В приоткрытую дверь показалось сначала скуластое, курносое загорелое лицо, а потом и крупный молодой рабочий в спецовке, с кепкой в руке. Казаковский узнал его. Это был токарь из ремонтно-механической мастерской, хороший специалист, передовик, и Казаковский совсем недавно вручал ему вымпел за победу в трудовом соревновании. Вот только фамилию его никак не вспомнит: то ли Селиванов, то ли Селиверстов… За спиной рабочего слышались какая-то возня и приглушенный женский голос, повторяющий: «Заходи, заходи, кому говорят!» Но токарь смущался, не зная, как себя дальше вести. На его чумазом лице было смущение и растерянность. Как ни крути, а, выходит, по своим пустяшным делам притопал в рабочее время. Но его кто-то в спину подталкивал, что-то нашептывая, приказывая.

Казаковский сквозь стекла очков посмотрел на рабочего, приветливо улыбнулся:

– Проходи, коль зашел, – и тут же добавил: – И еще, кто там с тобой, заходите сразу.

– Жена тут у меня… – начал смущенно и виновато токарь, – мы вместе. Она вот…

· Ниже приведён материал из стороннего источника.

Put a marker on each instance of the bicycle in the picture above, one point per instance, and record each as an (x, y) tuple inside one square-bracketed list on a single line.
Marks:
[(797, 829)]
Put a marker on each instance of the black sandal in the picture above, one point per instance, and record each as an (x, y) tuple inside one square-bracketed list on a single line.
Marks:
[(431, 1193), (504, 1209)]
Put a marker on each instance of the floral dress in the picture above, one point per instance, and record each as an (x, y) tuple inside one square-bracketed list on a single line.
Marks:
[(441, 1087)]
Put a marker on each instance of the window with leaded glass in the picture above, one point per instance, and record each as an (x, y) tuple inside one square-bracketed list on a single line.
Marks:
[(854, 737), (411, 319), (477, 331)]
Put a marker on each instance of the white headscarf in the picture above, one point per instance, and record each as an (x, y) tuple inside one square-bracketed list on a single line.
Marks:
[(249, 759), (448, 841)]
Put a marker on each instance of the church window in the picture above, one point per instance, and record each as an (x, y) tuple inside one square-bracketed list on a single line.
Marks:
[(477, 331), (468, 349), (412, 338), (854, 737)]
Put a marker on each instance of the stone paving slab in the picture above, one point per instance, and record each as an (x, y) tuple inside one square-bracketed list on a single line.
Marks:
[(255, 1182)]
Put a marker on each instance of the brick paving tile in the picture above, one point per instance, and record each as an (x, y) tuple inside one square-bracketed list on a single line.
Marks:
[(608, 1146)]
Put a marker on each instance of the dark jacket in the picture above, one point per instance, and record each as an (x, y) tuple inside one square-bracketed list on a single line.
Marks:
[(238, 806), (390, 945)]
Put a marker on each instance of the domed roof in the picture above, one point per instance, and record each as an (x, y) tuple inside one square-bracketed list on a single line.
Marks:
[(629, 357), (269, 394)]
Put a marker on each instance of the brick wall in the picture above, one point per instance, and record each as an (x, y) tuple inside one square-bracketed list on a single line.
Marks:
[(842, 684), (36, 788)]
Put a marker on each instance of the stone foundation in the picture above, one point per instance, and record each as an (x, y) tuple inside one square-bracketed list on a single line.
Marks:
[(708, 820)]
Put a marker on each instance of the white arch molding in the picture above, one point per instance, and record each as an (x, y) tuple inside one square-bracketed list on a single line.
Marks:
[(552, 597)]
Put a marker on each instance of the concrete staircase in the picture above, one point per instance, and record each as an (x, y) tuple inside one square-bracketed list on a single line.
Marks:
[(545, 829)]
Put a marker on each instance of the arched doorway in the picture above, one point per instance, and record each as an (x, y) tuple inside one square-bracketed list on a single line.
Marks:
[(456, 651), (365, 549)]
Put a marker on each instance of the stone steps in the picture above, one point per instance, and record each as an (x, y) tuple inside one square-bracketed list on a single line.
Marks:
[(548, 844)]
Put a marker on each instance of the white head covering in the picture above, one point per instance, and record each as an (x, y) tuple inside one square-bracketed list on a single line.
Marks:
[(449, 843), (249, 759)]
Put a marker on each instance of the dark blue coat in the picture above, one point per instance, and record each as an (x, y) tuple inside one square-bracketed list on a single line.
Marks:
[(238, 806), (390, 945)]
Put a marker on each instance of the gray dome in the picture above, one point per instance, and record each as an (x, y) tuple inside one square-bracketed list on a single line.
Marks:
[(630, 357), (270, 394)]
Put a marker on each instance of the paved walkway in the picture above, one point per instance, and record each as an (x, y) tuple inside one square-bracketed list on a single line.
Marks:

– И зайду! А что? И сама скажу! – в кабинет бойко вошла молодая грудастая женщина, одетая довольно прилично, в распахнутом нейлоновом плаще. – Вы что удерживаете моего мужа, а? Думаете, ежели начальник, так вам все можно? Ежели он правильный, честный работник и за себя слово сказать не может, так над ним и измываться можно, да? Но и мы сами законные порядки знаем! Все знаем!

– Ну так сразу и меня за грудки брать тоже негоже, – Казаковский показал на стулья. – Проходите, садитесь. И успокойтесь. Поговорим спокойно, как серьезные люди, без эмоций. И во всем разберемся.

Токарь, смяв сильными руками кепку, продолжая виновато улыбаться, шагнул к стулу. Но жена схватила его за рукав, удержала.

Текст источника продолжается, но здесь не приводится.